I agree that self check doesn't make any sense in copy constructor since object isn't yet created but your professor is right about adding the check just to avoid any further issue. I tried with/without self check and got unexpected result when no self check and runtime error if self check exists.

class Test
{    
    **public:**
    Test(const Test& obj )
    {
       size = obj.size;
       a = new int[size];   
    }

    ~Test()
    {....}

    void display()
    {
        cout<<"Constructor is valid"<<endl;
    }
    **private:**

 }

When created copy constructor and called member function i didn

 Test t2(t2);
 t2.display(); 

Output:
Inside default constructor
Inside parameterized constructor
Inside copy constructor
Constructor is valid

This may be correct syntactically but doesn't look right. With self check I got runtime error pointing the error in code so to avoid such situation.

    Test(const Test& obj )
    {
        if(this != &obj )
        {
            size = obj.size;
            a = new int[size];
        }
    }

Runtime Error:
Error in `/home/bot/1eb372c9a09bb3f6c19a27e8de801811': munmap_chunk(): invalid pointer: 0x0000000000400dc0

Answer 8

Generally, the operator= and copy constructor calls a copy function, so it is possible that self-assignment occurs.

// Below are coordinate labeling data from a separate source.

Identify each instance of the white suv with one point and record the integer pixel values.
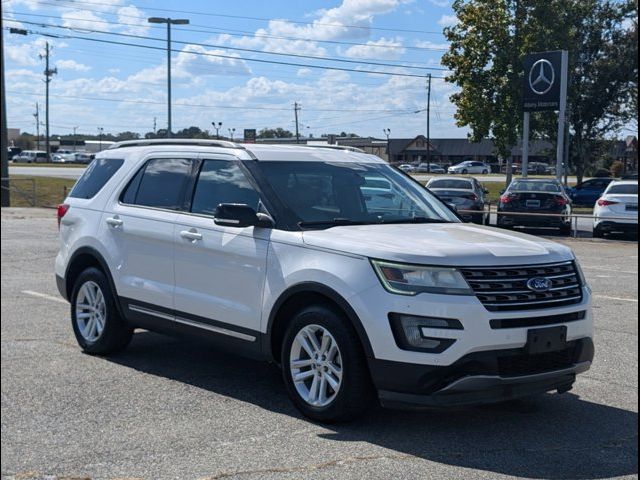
(343, 270)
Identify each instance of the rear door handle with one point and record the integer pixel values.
(191, 234)
(115, 222)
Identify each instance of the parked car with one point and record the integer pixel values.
(407, 168)
(467, 194)
(63, 156)
(275, 252)
(430, 168)
(617, 210)
(535, 196)
(465, 168)
(589, 191)
(30, 156)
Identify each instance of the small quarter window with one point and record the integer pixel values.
(97, 174)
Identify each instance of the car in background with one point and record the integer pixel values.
(63, 156)
(30, 156)
(588, 192)
(405, 167)
(430, 168)
(617, 210)
(465, 168)
(535, 196)
(83, 157)
(466, 194)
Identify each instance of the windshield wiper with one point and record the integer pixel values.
(417, 220)
(332, 223)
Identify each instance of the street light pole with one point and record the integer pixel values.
(387, 132)
(169, 22)
(217, 127)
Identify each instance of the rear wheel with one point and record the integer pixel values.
(324, 367)
(97, 325)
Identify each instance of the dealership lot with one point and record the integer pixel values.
(168, 408)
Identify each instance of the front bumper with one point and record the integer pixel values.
(481, 377)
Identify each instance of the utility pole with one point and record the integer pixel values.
(429, 122)
(5, 199)
(48, 73)
(37, 116)
(387, 132)
(169, 22)
(296, 108)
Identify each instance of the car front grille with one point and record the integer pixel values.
(503, 289)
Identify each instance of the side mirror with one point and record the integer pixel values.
(241, 216)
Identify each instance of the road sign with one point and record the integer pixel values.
(543, 78)
(250, 135)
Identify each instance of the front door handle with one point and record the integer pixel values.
(191, 235)
(115, 222)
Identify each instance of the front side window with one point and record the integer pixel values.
(161, 183)
(95, 177)
(222, 181)
(327, 193)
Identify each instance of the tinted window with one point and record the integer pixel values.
(95, 177)
(222, 181)
(162, 184)
(462, 184)
(623, 190)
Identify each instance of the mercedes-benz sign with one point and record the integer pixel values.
(542, 81)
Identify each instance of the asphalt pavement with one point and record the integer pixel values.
(175, 409)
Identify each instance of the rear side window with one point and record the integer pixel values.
(95, 177)
(222, 181)
(161, 183)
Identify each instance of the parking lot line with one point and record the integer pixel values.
(45, 296)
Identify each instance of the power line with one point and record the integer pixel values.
(234, 32)
(246, 50)
(207, 54)
(261, 19)
(195, 105)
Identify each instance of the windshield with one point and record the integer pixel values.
(623, 189)
(324, 194)
(456, 184)
(522, 186)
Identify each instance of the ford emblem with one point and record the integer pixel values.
(540, 284)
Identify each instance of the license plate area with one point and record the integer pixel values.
(544, 340)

So,

Test a;
a = a;

For example,

const Test& copy(const Test& that) {
    if (this == &that) {
        return *this
    }
    //otherwise construct new object and copy over
}
Test(const &that) {
    copy(that);
}

Test& operator=(const Test& that) {
    if (this != &that) { //not checking self 
        this->~Test();
    }
    copy(that);
 }

Above, when a = a is executed, the operator overload is called, which calls the copy function, which then detects the self assignment.

Answer 9

When writing assignment operators and copy constructors, always do this:

struct MyClass
{
    MyClass(const MyClass& x)
    {
        // Implement copy constructor. Don't check for
        // self assignment, since &x is never equal to *this.
    }

    void swap(MyClass& x) throw()
    {
        // Implement lightweight swap. Swap pointers, not contents.
    }

    MyClass& operator=(MyClass x)
    {
        x.swap(*this); return *this;
    }
};

When passing x by value to the assignment operator, a copy is made. Then you swap it with *this, and let x's destructor be called at return, with the old value of *this. Simple, elegant, exception safe, no code duplication, and no need for self assignment testing.

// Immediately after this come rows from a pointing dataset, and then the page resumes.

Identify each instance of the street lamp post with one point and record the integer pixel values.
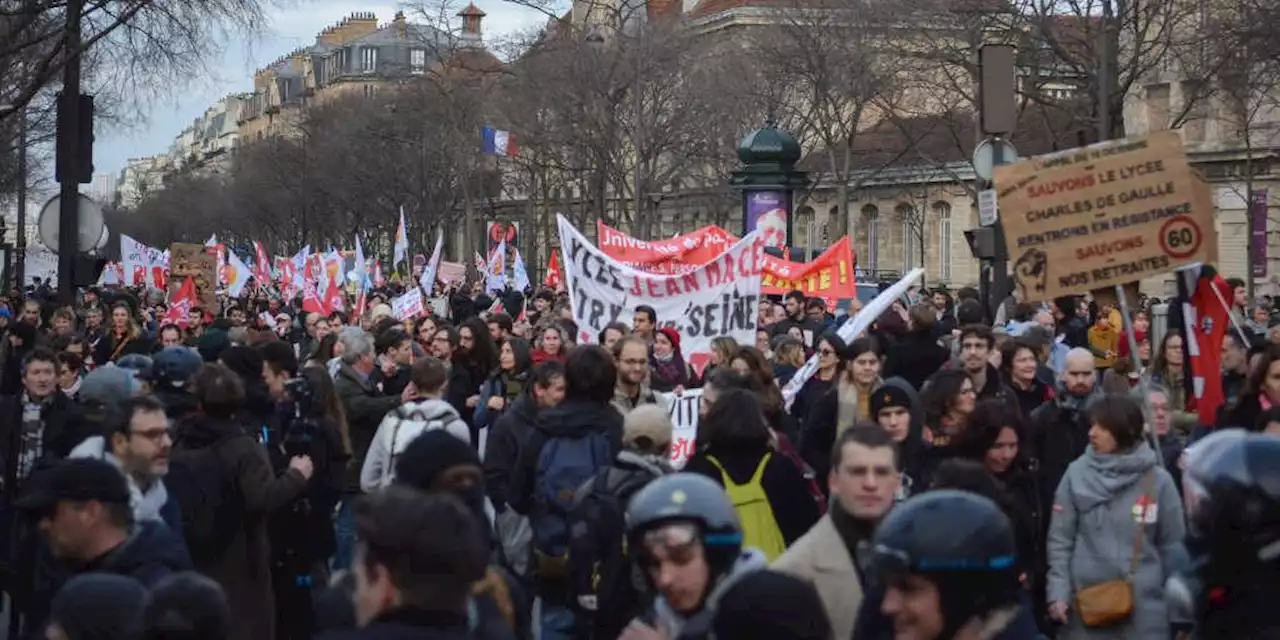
(768, 179)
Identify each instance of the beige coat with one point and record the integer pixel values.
(821, 558)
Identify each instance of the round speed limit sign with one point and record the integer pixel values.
(1180, 237)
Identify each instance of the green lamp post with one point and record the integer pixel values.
(768, 179)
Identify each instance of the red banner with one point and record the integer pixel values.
(830, 277)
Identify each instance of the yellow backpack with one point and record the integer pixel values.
(759, 526)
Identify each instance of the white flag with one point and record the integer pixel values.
(433, 265)
(401, 247)
(521, 274)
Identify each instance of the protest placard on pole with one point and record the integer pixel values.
(717, 300)
(1102, 215)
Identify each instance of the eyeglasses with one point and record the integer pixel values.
(152, 434)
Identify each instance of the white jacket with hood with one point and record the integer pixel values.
(400, 428)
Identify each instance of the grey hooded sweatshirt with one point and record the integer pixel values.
(1096, 513)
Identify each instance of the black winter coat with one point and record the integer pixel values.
(502, 451)
(245, 568)
(915, 359)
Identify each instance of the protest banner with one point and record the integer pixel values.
(1102, 215)
(853, 328)
(830, 277)
(410, 305)
(684, 420)
(193, 260)
(682, 254)
(718, 298)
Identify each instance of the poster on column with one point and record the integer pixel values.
(767, 213)
(718, 298)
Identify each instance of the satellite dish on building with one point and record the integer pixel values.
(91, 233)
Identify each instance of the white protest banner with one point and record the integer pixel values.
(718, 298)
(684, 419)
(136, 260)
(410, 305)
(853, 328)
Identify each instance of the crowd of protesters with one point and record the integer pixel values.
(261, 472)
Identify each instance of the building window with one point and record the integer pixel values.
(871, 219)
(910, 236)
(942, 211)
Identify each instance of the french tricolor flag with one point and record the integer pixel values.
(498, 142)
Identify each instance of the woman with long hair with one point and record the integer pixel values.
(831, 362)
(1168, 370)
(750, 362)
(949, 398)
(844, 406)
(734, 449)
(551, 344)
(667, 366)
(506, 384)
(1261, 393)
(996, 438)
(122, 337)
(722, 352)
(1018, 366)
(1116, 517)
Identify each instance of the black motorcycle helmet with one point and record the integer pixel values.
(1232, 489)
(173, 366)
(960, 542)
(688, 498)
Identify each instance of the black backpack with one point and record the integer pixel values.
(600, 574)
(211, 506)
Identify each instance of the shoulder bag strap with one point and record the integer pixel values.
(1148, 485)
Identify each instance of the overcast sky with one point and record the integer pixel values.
(232, 69)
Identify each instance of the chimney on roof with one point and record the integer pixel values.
(471, 17)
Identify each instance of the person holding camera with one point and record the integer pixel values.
(309, 421)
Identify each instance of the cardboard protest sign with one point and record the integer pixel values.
(193, 260)
(718, 298)
(684, 419)
(1102, 215)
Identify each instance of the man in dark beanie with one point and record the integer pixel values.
(438, 461)
(99, 607)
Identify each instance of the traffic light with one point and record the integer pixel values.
(74, 140)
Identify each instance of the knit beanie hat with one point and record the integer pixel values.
(100, 607)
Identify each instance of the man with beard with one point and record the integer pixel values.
(865, 474)
(976, 344)
(137, 442)
(1060, 428)
(632, 364)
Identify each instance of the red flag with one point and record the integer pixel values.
(179, 307)
(263, 269)
(553, 272)
(1206, 323)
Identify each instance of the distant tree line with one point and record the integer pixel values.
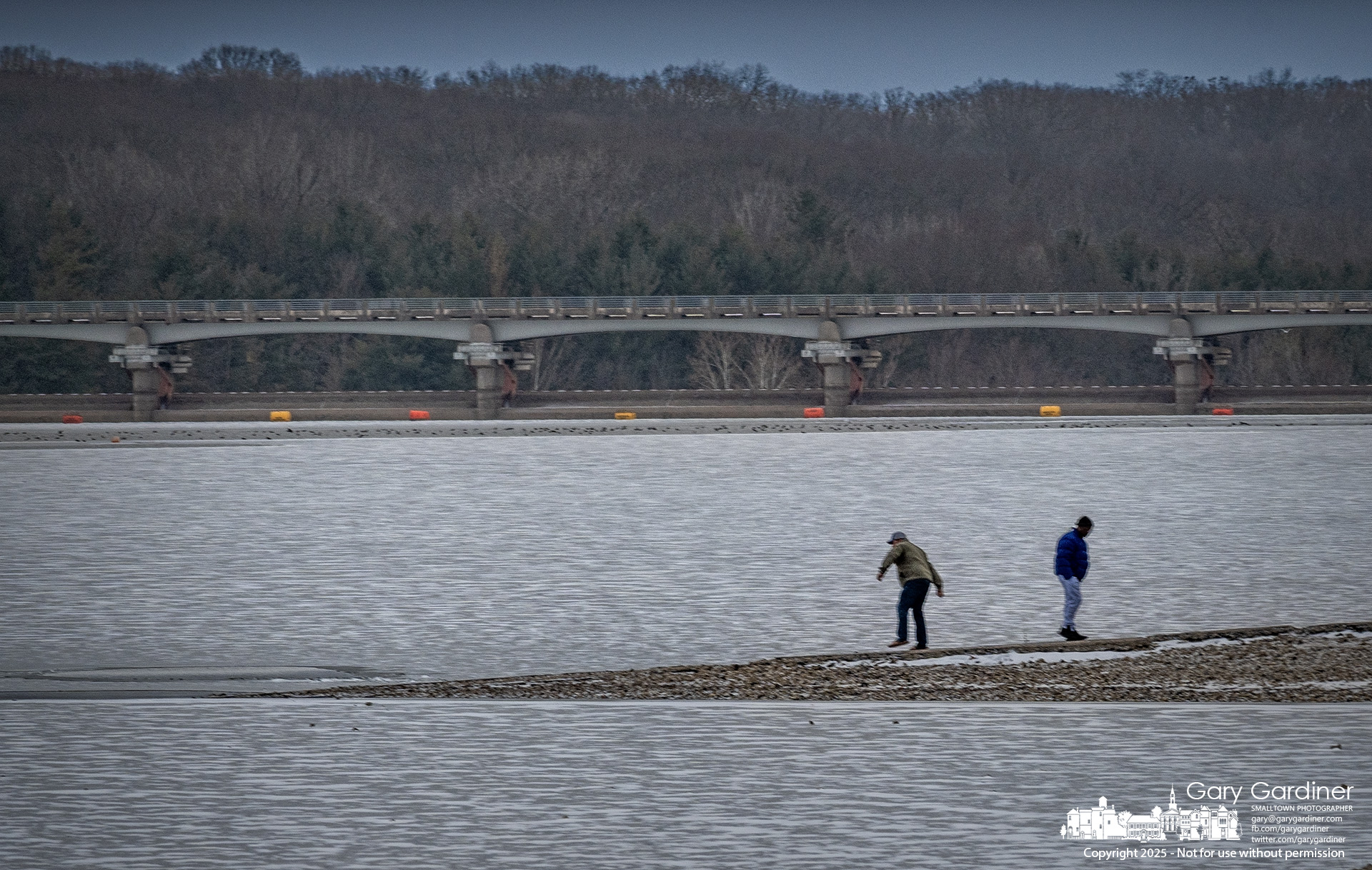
(240, 174)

If you don't know yet about exceptions, you may want to remember this idiom when learning exception safety (and ignore the throw() specifier for swap for now).

Answer 10

Writing copy-assignment operators that are safe for self-assignment is in the C++ core guidelines and for a good reason. Running into a self-assignment situation by accident is much easier than some of the sarcastic comments here suggest, e.g. when iterating over STL containers without giving it much thought:

std::vector<Test> tests;
tests.push_back(Test());
tests.resize(10);
for(int i = 0; i < 10; i++)
{
  tests[i] = tests[0]; // self when i==0
}

Does this code make sense? Not really. Can it be easily written through carelessness or in a slightly more complex situation? For sure. Is it wrong? Not really, but even if so... Should the punishment be a segfault and a program crash? Heck no.

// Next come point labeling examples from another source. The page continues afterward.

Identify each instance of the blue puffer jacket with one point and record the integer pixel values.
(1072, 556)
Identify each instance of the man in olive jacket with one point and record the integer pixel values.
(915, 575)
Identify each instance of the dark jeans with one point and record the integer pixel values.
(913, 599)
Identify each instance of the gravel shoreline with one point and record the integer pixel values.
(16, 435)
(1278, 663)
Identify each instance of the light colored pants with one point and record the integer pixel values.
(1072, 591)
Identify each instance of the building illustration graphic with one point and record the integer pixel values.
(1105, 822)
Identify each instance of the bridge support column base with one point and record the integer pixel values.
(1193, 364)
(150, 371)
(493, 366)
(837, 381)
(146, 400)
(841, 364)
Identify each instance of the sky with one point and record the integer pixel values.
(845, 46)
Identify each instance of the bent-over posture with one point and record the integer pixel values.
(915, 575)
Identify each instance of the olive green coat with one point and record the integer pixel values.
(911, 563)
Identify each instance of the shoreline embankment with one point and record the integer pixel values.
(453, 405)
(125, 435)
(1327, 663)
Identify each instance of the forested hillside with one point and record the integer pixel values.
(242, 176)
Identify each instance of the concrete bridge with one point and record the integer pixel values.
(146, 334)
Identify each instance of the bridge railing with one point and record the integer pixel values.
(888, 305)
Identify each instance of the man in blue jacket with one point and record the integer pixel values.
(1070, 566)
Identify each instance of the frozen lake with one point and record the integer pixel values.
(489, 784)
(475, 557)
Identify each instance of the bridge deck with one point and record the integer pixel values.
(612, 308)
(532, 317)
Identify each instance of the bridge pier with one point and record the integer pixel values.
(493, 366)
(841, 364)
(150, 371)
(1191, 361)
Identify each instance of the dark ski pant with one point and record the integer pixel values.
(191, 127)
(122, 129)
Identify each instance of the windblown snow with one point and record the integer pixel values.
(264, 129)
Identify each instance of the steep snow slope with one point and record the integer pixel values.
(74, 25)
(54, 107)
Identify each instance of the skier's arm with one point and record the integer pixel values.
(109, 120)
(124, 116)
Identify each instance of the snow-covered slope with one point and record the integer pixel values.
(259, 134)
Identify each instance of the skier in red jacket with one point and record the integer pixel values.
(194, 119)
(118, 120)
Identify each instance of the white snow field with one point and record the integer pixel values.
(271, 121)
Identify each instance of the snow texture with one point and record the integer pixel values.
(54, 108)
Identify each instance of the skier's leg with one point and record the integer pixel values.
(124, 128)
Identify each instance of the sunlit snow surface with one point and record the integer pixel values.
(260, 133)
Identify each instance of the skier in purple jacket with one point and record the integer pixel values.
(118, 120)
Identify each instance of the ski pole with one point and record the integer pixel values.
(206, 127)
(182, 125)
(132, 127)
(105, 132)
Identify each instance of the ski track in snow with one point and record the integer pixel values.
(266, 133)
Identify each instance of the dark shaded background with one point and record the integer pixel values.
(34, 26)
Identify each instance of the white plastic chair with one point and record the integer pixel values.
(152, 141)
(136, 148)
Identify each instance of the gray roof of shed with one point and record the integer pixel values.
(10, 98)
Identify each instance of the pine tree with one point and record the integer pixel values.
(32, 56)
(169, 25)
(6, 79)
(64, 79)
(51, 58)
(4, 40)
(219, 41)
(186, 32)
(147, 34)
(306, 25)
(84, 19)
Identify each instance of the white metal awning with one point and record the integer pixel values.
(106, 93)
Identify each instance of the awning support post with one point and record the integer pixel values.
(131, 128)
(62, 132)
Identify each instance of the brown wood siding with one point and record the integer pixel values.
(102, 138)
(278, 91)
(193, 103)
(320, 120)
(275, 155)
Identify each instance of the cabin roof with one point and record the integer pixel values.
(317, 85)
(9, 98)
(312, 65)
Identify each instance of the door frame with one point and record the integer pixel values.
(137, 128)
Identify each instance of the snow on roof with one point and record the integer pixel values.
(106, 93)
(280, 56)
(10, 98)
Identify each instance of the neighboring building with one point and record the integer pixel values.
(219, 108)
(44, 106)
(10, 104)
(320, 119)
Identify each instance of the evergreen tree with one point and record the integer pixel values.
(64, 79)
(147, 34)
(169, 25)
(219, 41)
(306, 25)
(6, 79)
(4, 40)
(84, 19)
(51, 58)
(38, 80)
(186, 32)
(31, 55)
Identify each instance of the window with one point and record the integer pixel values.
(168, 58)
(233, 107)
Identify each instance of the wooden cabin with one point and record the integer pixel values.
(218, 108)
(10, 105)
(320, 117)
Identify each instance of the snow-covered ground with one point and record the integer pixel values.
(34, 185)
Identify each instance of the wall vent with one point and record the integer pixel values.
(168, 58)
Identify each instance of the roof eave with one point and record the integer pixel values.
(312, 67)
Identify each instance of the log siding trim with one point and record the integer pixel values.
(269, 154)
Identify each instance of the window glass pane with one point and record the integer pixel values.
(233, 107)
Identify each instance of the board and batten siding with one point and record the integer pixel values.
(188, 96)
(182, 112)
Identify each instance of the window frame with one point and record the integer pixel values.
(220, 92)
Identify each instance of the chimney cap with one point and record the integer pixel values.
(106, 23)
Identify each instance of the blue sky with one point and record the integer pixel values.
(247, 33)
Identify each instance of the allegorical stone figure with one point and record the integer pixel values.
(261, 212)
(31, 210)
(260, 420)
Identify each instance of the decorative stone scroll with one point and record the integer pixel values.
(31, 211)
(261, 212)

To build robust classes that do not segfault for stupid reasons, you must test for self-assignment whenever you don't use the copy-and-swap idiom or some other safe alternative. One should probably opt for copy-and-swap anyway but sometimes it makes sense not to, performance wise. It is also a good idea to know the self-assignment test pattern since it shows in tons of legacy code.

Answer 11

Late answer. But it will help to you.

Nowadays, I have been learning C++ and I faced same thinking with you.

When I tested many situation. I can't see equal situation.

But When you use allocator. It would be occur the same.

Here's the code.

#include <iostream>

class Test
{
public:
    int a;
    int b;

    Test(const Test& other) {
        if (this == &other)
            std::cout << "wow!" << std::endl;
        this->a = other.a;
        this->b = other.b;
    }
};

int main()
{
    std::allocator<Test> alloc;
    Test *a = alloc.allocate(sizeof(Test));
    alloc.construct(a, *a);
}

I don't know exactly why it works. But you can see the equal situation.